3. **lsof tracking**: how many EXPBUF'd fds does mpv have outstanding at the moment of stutter? If it's >1, lifecycle race confirmed.
## In-scope (LOCKED 2026-05-04 for iteration 2)
- Buffer-pool refactor in libva-v4l2-request `src/surface.c` and `src/picture.c`: decouple CAPTURE buffer pool from surface count. Track per-buffer free/exported/in-decode state.

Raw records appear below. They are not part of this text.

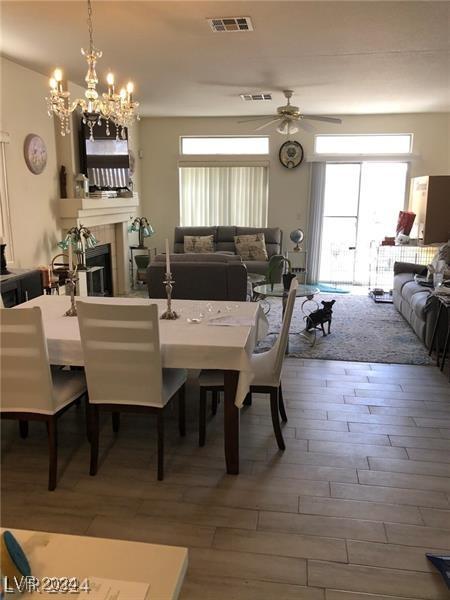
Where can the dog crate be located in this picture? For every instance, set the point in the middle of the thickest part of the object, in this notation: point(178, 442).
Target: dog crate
point(382, 261)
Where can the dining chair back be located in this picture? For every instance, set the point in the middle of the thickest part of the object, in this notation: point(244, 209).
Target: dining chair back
point(122, 354)
point(26, 382)
point(266, 368)
point(29, 390)
point(122, 359)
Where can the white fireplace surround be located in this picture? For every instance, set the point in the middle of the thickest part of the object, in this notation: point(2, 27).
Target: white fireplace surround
point(94, 212)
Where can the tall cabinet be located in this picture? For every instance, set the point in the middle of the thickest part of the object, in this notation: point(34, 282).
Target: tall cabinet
point(20, 286)
point(430, 200)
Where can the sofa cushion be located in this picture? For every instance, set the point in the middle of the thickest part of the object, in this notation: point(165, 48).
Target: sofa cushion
point(226, 246)
point(199, 257)
point(251, 247)
point(257, 266)
point(400, 280)
point(180, 232)
point(226, 233)
point(272, 236)
point(198, 244)
point(418, 304)
point(411, 288)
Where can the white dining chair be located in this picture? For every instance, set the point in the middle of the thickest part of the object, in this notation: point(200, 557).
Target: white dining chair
point(30, 391)
point(266, 368)
point(122, 359)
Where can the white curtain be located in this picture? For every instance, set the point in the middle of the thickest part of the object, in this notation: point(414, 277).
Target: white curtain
point(223, 195)
point(5, 215)
point(315, 219)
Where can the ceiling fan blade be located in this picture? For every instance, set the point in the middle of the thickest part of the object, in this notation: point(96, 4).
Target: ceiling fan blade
point(267, 124)
point(320, 118)
point(250, 119)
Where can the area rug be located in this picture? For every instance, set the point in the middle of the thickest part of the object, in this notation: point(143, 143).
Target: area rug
point(361, 331)
point(331, 289)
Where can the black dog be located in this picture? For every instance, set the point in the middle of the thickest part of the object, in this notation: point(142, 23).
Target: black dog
point(320, 317)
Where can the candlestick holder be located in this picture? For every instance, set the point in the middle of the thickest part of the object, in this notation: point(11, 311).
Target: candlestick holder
point(72, 282)
point(169, 314)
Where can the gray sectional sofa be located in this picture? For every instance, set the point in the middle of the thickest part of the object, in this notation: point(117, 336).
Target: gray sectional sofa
point(414, 301)
point(224, 241)
point(200, 277)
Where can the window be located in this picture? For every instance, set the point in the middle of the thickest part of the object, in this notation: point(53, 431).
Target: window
point(363, 144)
point(223, 195)
point(225, 145)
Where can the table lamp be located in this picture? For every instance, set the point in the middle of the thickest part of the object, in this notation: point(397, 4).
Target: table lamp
point(78, 239)
point(144, 228)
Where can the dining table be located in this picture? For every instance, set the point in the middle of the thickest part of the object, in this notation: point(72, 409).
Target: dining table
point(206, 335)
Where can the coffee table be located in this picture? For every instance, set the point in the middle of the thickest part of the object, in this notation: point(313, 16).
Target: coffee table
point(277, 290)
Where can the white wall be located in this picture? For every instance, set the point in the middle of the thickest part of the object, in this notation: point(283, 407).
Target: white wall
point(288, 190)
point(34, 198)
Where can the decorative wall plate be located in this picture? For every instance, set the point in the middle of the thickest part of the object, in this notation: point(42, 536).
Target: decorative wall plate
point(291, 154)
point(35, 153)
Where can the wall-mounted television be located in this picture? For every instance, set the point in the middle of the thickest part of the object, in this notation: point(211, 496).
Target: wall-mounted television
point(105, 160)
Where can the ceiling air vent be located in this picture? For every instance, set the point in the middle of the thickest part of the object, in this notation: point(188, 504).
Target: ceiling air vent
point(255, 97)
point(231, 24)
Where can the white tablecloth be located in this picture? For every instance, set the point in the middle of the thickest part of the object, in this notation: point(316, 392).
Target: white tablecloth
point(183, 345)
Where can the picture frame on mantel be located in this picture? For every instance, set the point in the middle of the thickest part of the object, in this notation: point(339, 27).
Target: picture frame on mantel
point(35, 153)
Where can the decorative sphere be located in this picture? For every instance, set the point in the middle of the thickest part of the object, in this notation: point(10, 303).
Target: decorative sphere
point(297, 236)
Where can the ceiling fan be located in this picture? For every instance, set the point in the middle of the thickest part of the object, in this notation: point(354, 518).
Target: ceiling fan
point(289, 117)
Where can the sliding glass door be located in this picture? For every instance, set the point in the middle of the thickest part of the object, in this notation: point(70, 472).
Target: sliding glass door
point(361, 205)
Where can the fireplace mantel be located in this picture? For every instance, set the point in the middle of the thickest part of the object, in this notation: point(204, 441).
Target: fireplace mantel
point(95, 212)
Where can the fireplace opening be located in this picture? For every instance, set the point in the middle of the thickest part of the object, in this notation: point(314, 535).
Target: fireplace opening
point(99, 281)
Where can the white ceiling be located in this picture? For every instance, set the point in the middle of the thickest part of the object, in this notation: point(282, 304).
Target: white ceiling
point(338, 57)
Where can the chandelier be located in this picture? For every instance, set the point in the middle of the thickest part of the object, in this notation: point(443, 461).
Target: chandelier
point(119, 109)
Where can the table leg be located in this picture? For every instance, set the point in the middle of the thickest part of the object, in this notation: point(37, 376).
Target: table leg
point(447, 340)
point(231, 422)
point(433, 337)
point(284, 302)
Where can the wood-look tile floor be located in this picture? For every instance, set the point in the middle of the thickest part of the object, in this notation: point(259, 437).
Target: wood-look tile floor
point(347, 512)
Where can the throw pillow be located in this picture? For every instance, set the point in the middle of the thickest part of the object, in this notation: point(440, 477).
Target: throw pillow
point(199, 243)
point(441, 261)
point(251, 247)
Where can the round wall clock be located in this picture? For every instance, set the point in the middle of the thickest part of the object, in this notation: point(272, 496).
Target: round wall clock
point(35, 153)
point(291, 155)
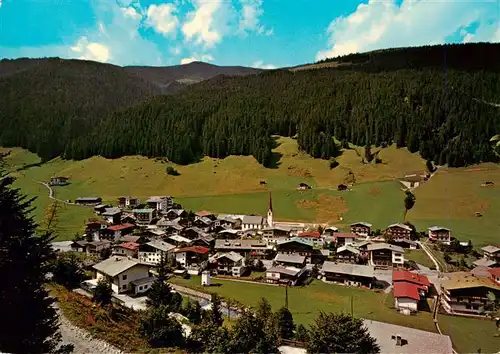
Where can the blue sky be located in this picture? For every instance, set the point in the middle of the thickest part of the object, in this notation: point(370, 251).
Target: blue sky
point(259, 33)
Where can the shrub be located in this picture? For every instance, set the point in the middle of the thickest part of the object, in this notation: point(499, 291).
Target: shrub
point(172, 171)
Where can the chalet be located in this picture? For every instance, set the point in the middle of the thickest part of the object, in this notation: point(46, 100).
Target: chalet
point(115, 232)
point(160, 203)
point(189, 256)
point(303, 186)
point(140, 239)
point(361, 228)
point(347, 254)
point(229, 263)
point(348, 274)
point(129, 249)
point(272, 234)
point(405, 340)
point(255, 222)
point(153, 251)
point(128, 202)
point(399, 231)
point(145, 216)
point(344, 238)
point(254, 249)
point(290, 260)
point(125, 274)
point(94, 248)
point(112, 215)
point(491, 252)
point(175, 213)
point(58, 181)
point(385, 255)
point(495, 275)
point(312, 236)
point(463, 292)
point(100, 208)
point(79, 246)
point(179, 240)
point(205, 214)
point(284, 275)
point(439, 234)
point(88, 200)
point(95, 228)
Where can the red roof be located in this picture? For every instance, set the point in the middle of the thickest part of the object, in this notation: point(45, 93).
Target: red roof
point(129, 245)
point(406, 276)
point(405, 289)
point(345, 235)
point(494, 271)
point(120, 227)
point(202, 213)
point(195, 249)
point(314, 234)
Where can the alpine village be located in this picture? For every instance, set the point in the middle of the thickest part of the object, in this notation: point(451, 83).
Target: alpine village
point(350, 208)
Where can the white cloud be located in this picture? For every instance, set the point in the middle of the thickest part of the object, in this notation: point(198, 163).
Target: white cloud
point(196, 57)
point(162, 18)
point(259, 64)
point(91, 50)
point(383, 24)
point(251, 11)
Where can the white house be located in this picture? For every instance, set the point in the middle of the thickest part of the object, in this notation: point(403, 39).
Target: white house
point(122, 272)
point(153, 251)
point(252, 222)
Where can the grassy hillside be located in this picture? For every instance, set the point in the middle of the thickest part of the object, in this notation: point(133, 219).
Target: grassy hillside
point(232, 185)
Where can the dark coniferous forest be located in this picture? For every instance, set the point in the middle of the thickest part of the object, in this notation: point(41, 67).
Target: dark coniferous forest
point(429, 99)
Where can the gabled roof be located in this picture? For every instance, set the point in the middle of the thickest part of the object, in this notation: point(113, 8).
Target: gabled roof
point(290, 258)
point(405, 289)
point(115, 265)
point(111, 211)
point(362, 223)
point(401, 226)
point(490, 249)
point(129, 245)
point(384, 246)
point(404, 275)
point(438, 228)
point(345, 235)
point(311, 234)
point(161, 245)
point(252, 219)
point(120, 227)
point(194, 249)
point(296, 239)
point(235, 257)
point(348, 248)
point(349, 269)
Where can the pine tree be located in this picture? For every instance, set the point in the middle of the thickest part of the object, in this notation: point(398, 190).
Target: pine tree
point(30, 321)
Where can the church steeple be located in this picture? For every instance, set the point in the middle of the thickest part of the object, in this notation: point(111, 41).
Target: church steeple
point(270, 212)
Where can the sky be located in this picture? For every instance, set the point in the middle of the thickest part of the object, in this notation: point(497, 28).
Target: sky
point(257, 33)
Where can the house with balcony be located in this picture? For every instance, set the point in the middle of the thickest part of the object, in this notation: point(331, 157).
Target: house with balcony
point(463, 292)
point(361, 228)
point(128, 202)
point(160, 203)
point(124, 274)
point(399, 231)
point(230, 263)
point(439, 234)
point(348, 274)
point(145, 216)
point(153, 251)
point(385, 255)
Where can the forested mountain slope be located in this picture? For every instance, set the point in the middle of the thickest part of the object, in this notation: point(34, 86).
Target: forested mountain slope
point(428, 109)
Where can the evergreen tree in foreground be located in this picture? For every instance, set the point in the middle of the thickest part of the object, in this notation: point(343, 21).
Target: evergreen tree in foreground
point(30, 322)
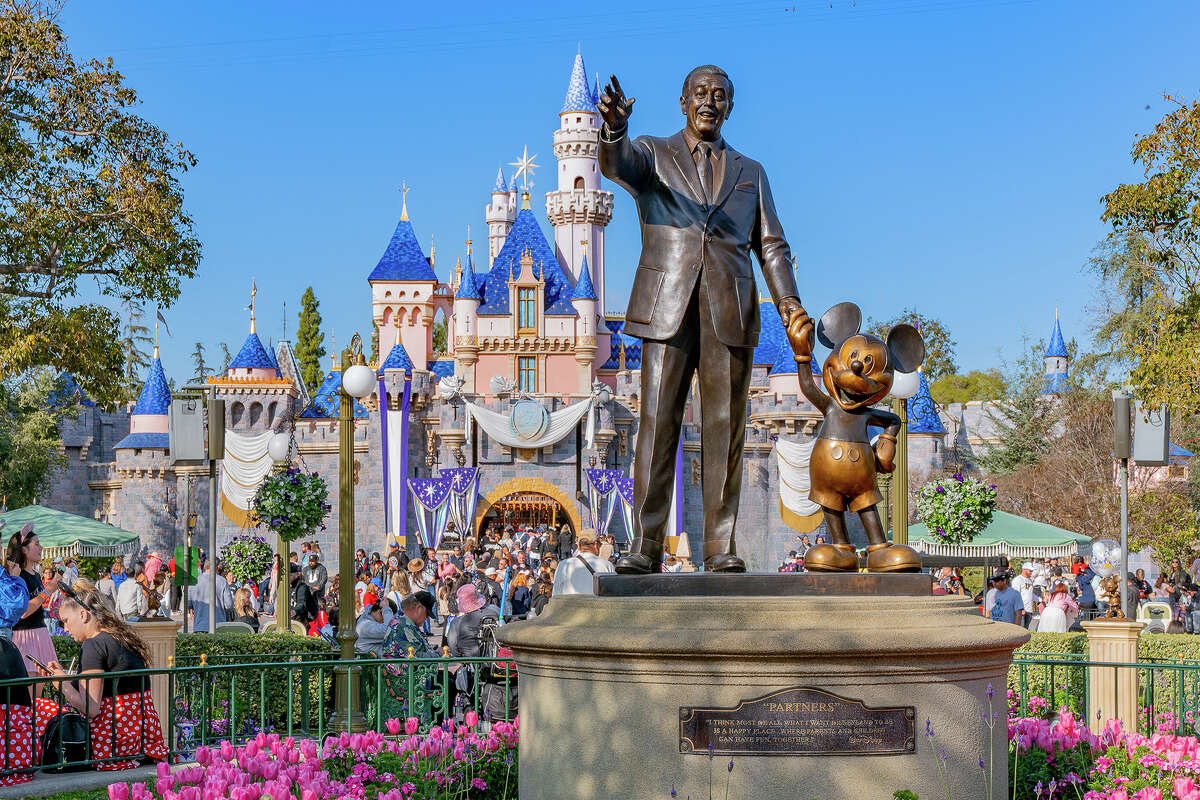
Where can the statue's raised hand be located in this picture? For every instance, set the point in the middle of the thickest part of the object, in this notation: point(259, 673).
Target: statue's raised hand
point(615, 107)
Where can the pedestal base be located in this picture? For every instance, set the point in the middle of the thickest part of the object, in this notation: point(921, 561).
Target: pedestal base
point(606, 681)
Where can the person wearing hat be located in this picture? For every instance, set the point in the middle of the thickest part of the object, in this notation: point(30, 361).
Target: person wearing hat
point(574, 575)
point(1007, 605)
point(372, 627)
point(407, 632)
point(462, 636)
point(1024, 585)
point(316, 575)
point(418, 578)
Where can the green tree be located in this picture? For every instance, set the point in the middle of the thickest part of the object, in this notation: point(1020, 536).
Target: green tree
point(135, 338)
point(939, 344)
point(29, 434)
point(310, 341)
point(1163, 518)
point(439, 336)
point(976, 385)
point(1023, 420)
point(202, 370)
point(1151, 262)
point(90, 200)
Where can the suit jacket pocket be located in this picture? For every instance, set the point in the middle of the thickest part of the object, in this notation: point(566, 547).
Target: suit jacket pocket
point(647, 284)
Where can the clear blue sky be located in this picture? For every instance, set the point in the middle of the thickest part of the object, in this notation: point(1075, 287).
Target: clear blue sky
point(952, 152)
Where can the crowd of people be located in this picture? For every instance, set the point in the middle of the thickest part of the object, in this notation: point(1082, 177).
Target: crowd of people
point(118, 713)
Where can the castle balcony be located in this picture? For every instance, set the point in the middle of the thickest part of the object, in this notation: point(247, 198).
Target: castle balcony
point(579, 206)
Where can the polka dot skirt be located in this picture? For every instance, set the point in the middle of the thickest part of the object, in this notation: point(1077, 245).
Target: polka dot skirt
point(127, 725)
point(17, 728)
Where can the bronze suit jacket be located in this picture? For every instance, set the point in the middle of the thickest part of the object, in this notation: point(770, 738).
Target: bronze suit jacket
point(684, 238)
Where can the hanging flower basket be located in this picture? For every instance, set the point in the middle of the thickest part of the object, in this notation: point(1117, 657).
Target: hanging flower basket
point(293, 504)
point(247, 557)
point(957, 509)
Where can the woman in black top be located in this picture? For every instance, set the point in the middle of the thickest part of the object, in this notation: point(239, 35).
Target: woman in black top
point(123, 719)
point(30, 635)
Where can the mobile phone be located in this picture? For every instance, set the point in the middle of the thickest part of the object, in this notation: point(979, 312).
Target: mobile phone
point(39, 663)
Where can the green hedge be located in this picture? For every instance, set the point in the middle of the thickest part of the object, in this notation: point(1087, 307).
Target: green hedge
point(241, 697)
point(223, 648)
point(1063, 685)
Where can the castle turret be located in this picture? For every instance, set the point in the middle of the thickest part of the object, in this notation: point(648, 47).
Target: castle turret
point(1056, 360)
point(466, 323)
point(499, 215)
point(583, 298)
point(580, 209)
point(402, 287)
point(148, 421)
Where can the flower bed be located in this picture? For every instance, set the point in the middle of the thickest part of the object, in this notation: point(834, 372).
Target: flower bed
point(463, 762)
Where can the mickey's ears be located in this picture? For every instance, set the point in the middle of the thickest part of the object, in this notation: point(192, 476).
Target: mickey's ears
point(906, 347)
point(839, 324)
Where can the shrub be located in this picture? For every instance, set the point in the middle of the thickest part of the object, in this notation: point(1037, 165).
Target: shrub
point(1048, 685)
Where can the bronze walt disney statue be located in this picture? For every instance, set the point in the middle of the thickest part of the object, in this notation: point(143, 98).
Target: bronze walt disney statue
point(857, 376)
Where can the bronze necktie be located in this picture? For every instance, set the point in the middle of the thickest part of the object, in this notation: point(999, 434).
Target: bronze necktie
point(706, 170)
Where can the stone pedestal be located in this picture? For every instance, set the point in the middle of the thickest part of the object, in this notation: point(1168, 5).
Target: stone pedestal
point(160, 636)
point(610, 684)
point(1113, 691)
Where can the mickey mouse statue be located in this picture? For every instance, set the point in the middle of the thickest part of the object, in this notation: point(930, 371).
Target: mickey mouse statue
point(857, 376)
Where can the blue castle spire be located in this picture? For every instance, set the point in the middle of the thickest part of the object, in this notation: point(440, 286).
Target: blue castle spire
point(1056, 360)
point(469, 288)
point(155, 397)
point(923, 415)
point(583, 288)
point(579, 92)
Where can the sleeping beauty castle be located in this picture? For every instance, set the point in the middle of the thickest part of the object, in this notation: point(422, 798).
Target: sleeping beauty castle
point(528, 416)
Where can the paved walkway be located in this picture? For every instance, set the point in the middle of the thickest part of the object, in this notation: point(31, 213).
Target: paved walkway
point(47, 783)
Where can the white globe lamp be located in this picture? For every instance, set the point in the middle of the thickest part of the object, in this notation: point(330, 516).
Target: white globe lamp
point(905, 384)
point(358, 380)
point(280, 446)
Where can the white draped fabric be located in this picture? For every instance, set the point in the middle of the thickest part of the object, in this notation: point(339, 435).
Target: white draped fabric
point(562, 423)
point(244, 468)
point(792, 458)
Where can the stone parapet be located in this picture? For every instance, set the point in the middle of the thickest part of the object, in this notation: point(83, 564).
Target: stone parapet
point(613, 677)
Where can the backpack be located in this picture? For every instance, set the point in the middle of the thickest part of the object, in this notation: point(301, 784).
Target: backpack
point(65, 740)
point(498, 671)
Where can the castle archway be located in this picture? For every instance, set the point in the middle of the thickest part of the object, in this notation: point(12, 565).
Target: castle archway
point(526, 500)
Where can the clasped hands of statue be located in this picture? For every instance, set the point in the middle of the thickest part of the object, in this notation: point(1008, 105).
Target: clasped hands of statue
point(616, 109)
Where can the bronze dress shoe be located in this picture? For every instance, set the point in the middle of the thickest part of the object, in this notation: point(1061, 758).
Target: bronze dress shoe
point(636, 564)
point(832, 558)
point(724, 563)
point(892, 558)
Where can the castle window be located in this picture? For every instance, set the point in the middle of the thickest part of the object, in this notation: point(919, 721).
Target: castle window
point(527, 373)
point(527, 314)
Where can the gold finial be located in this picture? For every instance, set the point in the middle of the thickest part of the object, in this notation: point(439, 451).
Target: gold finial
point(253, 290)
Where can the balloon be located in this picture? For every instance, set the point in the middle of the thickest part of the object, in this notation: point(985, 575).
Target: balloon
point(905, 384)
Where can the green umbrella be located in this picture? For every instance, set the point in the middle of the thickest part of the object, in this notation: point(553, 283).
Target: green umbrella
point(1007, 534)
point(66, 534)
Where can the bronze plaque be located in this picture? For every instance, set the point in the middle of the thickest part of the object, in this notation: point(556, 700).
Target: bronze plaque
point(797, 721)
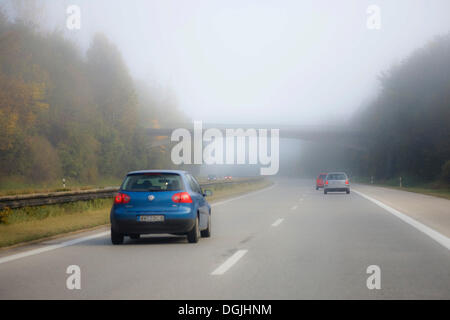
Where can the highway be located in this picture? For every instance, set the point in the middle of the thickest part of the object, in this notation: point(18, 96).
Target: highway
point(288, 241)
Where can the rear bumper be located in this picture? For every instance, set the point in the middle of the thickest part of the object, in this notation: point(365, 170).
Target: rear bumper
point(127, 223)
point(342, 189)
point(137, 227)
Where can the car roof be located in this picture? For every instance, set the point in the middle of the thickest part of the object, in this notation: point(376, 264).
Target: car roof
point(157, 171)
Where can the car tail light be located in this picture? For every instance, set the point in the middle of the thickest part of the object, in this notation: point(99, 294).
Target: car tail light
point(121, 198)
point(181, 197)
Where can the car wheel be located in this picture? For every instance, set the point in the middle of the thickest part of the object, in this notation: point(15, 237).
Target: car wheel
point(116, 238)
point(207, 232)
point(194, 234)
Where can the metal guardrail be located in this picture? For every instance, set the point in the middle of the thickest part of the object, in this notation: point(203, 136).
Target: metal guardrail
point(31, 200)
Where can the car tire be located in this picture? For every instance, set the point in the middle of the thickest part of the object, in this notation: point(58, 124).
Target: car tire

- WSI alignment in `src/surface.c::ExportSurfaceHandle`: round up reported pitch to 64-byte alignment OR set explicit modifier so Mesa's WSI accepts.
- Multi-resolution kernel-state recovery: detect format-state mismatch on the kernel side (e.g., G_FMT returns 48×48 when we expect 1920×1088) and force REQBUFS(0)+S_FMT recovery.
- Iteration 2 Phase 5 second-model review (Sonnet) before any implementation lands.
- Iteration 2 Phase 7 verification across the same 4-consumer matrix as iteration 1, plus a multi-video Firefox session, plus a long-playing mpv vaapi (no -copy) run.
## Out-of-scope (LOCKED 2026-05-04 for iteration 2)
- New codecs (MPEG-2, VP8, VP9, AV1, HEVC) — iteration 1's H.264-only scope holds.
- New hardware (fresnel RK3399, ampere/boltzmann RK3588) — separate iteration after ohm path is stable.
- Performance metrics binding cells — explicitly deferred to iteration 3 (perf comparison: SW vs HW).
- Bootlin upstreaming — `feedback_no_upstream.md` holds; no PRs unless explicitly tasked.
- Cleanup of DEBUG instrumentation patches — Sonnet's Phase 5 review said "wait until iteration 1 + 2 work is complete." Iteration 2 keeps the debug for diagnosis; iteration 3 sweeps.
- Multi-process / multi-context libva use (e.g., Firefox running while mpv runs) — defer until basic single-context lifecycle is solid.
## Phase 1 success criterion (will lock when Phase 0 completes)
Pre-lock draft:
- mpv `--hwdec=vaapi --vo=gpu` plays bbb_1080p30 for ≥60s without operator-visible stutter or "back and forth" (binding cell: operator inspection)
- Drop count < 100 in 60s (rig-normalized; iteration 1 saw 29 drops in 12s = 145/min = within bound at 60s)
- Firefox 150 sustained engagement on mozilla.org main page (multi-resolution video sequence)
- vainfo + mpv vaapi-copy + chromium-fourier 149 → no regression
## What Phase 0 will deliver (regardless of detail)
1. **In-session baseline capture** of the current stutter behavior (the Phase 3 anchor for iteration 2). Specifically: visual confirmation, drop rate, strace-side QBUF re-queue timing.
2. **Code-side situation analysis**: read libva-v4l2-request's surface/buffer lifecycle and identify the specific touch points for the buffer-pool refactor. Map to FFmpeg hwcontext_v4l2request and GStreamer v4l2codecs reference patterns.
3. **WSI alignment investigation**: confirm Mesa's actual alignment requirement (try 64, 128, 256), confirm hantro's actual buffer alignment (read kernel hantro_drv.c). Find the right reported pitch.
4. **Iteration 2 worklist with binding cells**.